Malgré ce repli accéléré, le 3e bataillon menacé d'encerclement dans la région de Verrières dut se replier précipitamment sur Passavant-en-Argonne, au sud de Sainte-Menehould abandonnant même à son sort sa 10e cie (capitaine Félicien Duvernay) ; la 10e cie réussit à rejoindre la route La-Grange-aux-Bois-Les Islettes. Le premier bataillon arrivé à temps dans Sainte-Menehould y mène un combat valeureux, mais coûteux contre les Allemands descendant le côté ouest à l'intérieur de la Ville du nord au sud (le pont de La-Neuville-le-Pont et les deux ponts de Sainte-Menehould ayant été détruits.

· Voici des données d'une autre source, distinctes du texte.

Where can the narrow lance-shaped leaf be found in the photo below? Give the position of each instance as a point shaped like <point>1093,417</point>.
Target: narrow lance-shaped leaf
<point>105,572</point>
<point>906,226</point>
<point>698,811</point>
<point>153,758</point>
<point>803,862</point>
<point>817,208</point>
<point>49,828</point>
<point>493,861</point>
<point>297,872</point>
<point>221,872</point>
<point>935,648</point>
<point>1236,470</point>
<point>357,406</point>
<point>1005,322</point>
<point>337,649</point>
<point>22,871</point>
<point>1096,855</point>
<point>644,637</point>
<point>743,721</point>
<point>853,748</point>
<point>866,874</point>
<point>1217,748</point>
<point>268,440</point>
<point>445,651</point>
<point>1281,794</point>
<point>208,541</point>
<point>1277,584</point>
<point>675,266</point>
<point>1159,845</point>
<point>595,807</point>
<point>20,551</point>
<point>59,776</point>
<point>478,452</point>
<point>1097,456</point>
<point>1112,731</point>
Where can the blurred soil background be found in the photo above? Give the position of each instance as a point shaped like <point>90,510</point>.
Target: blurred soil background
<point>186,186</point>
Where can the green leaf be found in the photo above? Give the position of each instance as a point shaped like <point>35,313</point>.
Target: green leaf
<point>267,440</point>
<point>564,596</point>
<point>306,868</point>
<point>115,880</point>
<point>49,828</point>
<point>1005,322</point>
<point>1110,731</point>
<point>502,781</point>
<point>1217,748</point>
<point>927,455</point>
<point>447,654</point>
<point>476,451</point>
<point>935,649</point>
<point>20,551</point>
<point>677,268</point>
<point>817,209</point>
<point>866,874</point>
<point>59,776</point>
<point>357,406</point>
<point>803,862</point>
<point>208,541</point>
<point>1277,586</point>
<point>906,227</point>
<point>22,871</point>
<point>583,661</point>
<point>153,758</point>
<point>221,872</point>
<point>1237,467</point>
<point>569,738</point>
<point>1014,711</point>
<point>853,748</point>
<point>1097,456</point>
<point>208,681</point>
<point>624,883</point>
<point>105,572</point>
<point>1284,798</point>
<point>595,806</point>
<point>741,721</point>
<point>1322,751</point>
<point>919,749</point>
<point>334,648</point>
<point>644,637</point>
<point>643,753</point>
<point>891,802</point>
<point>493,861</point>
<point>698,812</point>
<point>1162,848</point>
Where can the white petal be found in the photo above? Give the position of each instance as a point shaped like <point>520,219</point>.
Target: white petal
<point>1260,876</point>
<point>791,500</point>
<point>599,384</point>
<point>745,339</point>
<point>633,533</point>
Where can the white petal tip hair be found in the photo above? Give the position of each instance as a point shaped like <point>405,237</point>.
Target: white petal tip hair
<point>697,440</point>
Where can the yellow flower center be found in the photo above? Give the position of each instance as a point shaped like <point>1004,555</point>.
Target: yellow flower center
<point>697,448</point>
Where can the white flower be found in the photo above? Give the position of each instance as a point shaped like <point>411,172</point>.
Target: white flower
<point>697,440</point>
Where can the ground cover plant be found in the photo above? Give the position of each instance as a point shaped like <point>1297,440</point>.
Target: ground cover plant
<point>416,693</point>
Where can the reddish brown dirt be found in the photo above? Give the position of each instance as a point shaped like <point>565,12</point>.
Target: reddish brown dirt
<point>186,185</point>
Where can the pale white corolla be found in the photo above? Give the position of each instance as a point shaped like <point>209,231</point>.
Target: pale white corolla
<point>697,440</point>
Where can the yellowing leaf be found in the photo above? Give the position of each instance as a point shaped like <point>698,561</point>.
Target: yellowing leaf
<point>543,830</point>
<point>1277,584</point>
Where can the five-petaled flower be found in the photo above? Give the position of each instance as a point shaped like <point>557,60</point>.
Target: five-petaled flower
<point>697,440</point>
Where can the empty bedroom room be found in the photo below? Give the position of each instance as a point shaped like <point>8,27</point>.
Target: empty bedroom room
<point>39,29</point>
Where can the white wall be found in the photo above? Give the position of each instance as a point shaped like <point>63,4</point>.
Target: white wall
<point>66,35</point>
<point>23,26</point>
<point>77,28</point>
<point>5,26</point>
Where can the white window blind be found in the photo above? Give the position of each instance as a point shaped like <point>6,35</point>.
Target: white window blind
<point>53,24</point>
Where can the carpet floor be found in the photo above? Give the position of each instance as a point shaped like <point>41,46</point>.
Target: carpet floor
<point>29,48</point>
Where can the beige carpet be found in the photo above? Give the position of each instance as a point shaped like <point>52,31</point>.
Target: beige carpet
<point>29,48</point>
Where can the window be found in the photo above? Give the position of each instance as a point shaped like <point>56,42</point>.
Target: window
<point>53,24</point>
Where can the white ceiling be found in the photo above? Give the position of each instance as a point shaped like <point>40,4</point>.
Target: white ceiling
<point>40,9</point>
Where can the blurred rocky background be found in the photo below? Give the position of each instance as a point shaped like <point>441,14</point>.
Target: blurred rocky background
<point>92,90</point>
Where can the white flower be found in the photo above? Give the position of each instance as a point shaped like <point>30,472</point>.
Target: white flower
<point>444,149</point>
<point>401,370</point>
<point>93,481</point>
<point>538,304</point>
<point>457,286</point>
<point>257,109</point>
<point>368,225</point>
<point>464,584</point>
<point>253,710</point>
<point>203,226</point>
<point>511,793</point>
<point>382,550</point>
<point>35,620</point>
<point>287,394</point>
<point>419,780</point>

Le 1er bataillon dût se replier entre La-Grange-aux-Bois et les Islettes à l'Est de Sainte-Menehould et combattre à la gauche du 11e RI. Le 2e bataillon, qui à Sainte-Menehould n'avait pu prendre position, le général Delaissey commandant l'infanterie de la division l'ayant mis au repos, a partagé le sort du 1er bataillon. Finalement, les éléments du 21e RMVE présents auprès du 11e RI rejoignent Passavant-en-Argonne en passant par Futeau et Brizeaux. Le 3e bataillon, privé de vivres et surtout pauvre en munitions, était menacé d'encerclement dans la région de Verrières ; n'obtenant pas d'avis du PC régimentaire, le commandant Poulain du 3e bataillon prit seul la décision du retrait. Il faut dire qu'à Sainte-Menehould l'officier de liaison entre la division et le régiment avait transmis directement au 1er bataillon l'ordre de repli (journal de marche du 1er bataillon). La division avait aussi envoyé l'ordre de repli au 3e bataillon, mais cet ordre n'était pas parvenu au destinataire (journal de marche du 3e bataillon). Le colonel du régiment, le lieutenant-colonel Paul Debuissy, qui en annulant les ordres de repos venant de la division avait très probablement sauvé son régiment de l'anéantissement, apprit à son arrivée à Passavant-en-Argonne le 15 juin à 5 heures du matin, précédé à 1 heure 15 par son P.C. et à 1 heure 30 par son 1er bataillon, qu'il était remercié, c'est-à-dire limogé et remplacé par le lieutenant-colonel Albert Martyn. Le lieutenant-colonel Debuissy avait été convoqué par ordre du général Decharme pour se présenter à Passavant-en-Argonne le 14 juin à 9 heures du soir. Le capitaine Dufourg nous éclaire sur cet événement (majeur dans l'histoire du 21e R.M.V.E.) à la page 273 de son livre Brassard rouge Foudre d'or paru en 1952 : « Martyn (Albert), 19-10-83, Calais, lt-col., 21e R.M.V.E. (sera prisonnier à l'Of. VI A). Commandant le 2e bataillon du 123e R.I., il avait été nommé lieutenant-colonel début mai 1940 ». Quand le colonel Bélascain commandant le 123e R.I. tomba malade, le lieutenant-colonel Martyn se présenta dans la matinée au P.C. de la 35e D.I. à l'hôtellerie de l'Argonne le 12 juin matin devant le capitaine Robert Dufourg, officier d’E.M. de la 35e D.I. Il croyait bien être l’élu de droit pour commander le 123e RI, mais le capitaine Dufourg lui fit comprendre qu’il devrait se contenter du 21e R.M.V.E., le commandant D’Olce ayant été choisi pour commander le 123e RI.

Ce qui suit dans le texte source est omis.